The request for investigation came from Pablo Fajardo, an attorney for the Ecuadorian plaintiffs that obtained an $18 billion judgment against Chevron in an Ecuadorian court in 2011.
That judgment was the result of a criminal campaign of fraud, bribery, and extortion, according to a U.S. federal court. The court found a number of the plaintiffs, including lead attorney Steven Donziger, guilty of civil racketeering charges last year.
Chevron brought that suit in an attempt to prevent Ecuadorian judgment from being enforced in countries in which it has assets. It has none in Ecuador. However, the plaintiffs also sought international recourse.
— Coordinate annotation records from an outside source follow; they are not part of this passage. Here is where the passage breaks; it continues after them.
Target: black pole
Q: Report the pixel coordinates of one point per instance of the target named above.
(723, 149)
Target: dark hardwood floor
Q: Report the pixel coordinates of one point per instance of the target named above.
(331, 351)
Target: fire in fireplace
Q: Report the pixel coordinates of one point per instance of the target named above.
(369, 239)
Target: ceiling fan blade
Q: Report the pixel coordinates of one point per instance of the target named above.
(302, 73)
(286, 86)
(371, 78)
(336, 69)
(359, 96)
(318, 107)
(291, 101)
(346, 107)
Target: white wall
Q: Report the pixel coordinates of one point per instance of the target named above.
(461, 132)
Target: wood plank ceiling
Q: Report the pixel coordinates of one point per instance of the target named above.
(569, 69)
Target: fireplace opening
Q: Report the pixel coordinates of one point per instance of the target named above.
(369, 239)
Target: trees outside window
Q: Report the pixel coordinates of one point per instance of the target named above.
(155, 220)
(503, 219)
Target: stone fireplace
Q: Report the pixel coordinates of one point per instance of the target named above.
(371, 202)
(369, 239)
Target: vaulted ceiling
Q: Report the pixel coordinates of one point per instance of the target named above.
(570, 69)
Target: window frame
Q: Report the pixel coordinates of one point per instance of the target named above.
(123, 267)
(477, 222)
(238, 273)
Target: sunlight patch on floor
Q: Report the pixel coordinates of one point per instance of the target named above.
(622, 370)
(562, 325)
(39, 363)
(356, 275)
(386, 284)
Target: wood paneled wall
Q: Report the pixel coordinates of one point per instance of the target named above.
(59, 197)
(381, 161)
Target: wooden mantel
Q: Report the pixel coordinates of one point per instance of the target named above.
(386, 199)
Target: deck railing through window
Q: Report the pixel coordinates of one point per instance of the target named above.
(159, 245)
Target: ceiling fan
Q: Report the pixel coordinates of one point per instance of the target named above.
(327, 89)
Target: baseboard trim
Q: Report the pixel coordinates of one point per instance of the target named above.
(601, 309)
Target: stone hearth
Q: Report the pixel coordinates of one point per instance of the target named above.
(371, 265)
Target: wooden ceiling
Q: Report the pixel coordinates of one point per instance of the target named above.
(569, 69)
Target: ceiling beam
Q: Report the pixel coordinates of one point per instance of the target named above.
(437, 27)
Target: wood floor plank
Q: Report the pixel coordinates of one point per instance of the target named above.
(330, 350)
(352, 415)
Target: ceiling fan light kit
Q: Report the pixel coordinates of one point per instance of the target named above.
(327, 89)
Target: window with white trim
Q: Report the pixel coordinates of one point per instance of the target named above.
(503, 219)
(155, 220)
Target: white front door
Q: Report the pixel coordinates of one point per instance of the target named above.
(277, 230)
"Instead of complying with the Ecuador court order in its preferred forum, Chevron, under [CEO John] Watson’s personal direction, launched multiple collateral attacks against the judgment and the lawyers who represented the affected communities," Amazon Watch, a group supporting the plaintiffs, said in a statement announcing its ICC complaint last year.
"The health conditions imposed on the indigenous and farmer communities that live in the Oriente constitute a serious and sustained attack on the population that has lived there peacefully for centuries," the complaint stated.
Chevron asserts that Texaco satisfied its contractual responsibilities to clean contaminated areas, and that any remaining pollution is the responsibility of Petroecuador and the country’s government.
However, plaintiffs hoped that the ICC—to which Ecuador, but not the United States, is a signatory—would further sanction the company.
The court dealt a blow to that strategy last month, saying it does not have the authority to further investigate or prosecute Fajardo’s allegations.
"Based on the information currently available, some of the allegations described in the Lago Agrio Plaintiffs’ communication do not appear to fall within the Court’s temporal jurisdiction, and other allegations do not appear to fall within the Court’s subject-matter jurisdiction," the court wrote.
According to the ICC’s charter, it can only prosecute crimes against international law that took place in 2002 or later. Texaco has not operated in Ecuador since the early 1990s.
The court’s "subject matter jurisdiction" includes "genocide, crimes against humanity, and war crimes," ICC’s letter said. It does not extend to claims of environmental damage.
Amazon Watch did not respond to questions about the ICC’s decision or its strategy going forward concerning international law.
Update: A previous version of this story said that Amazon Watch filed the request for the ICC investigation.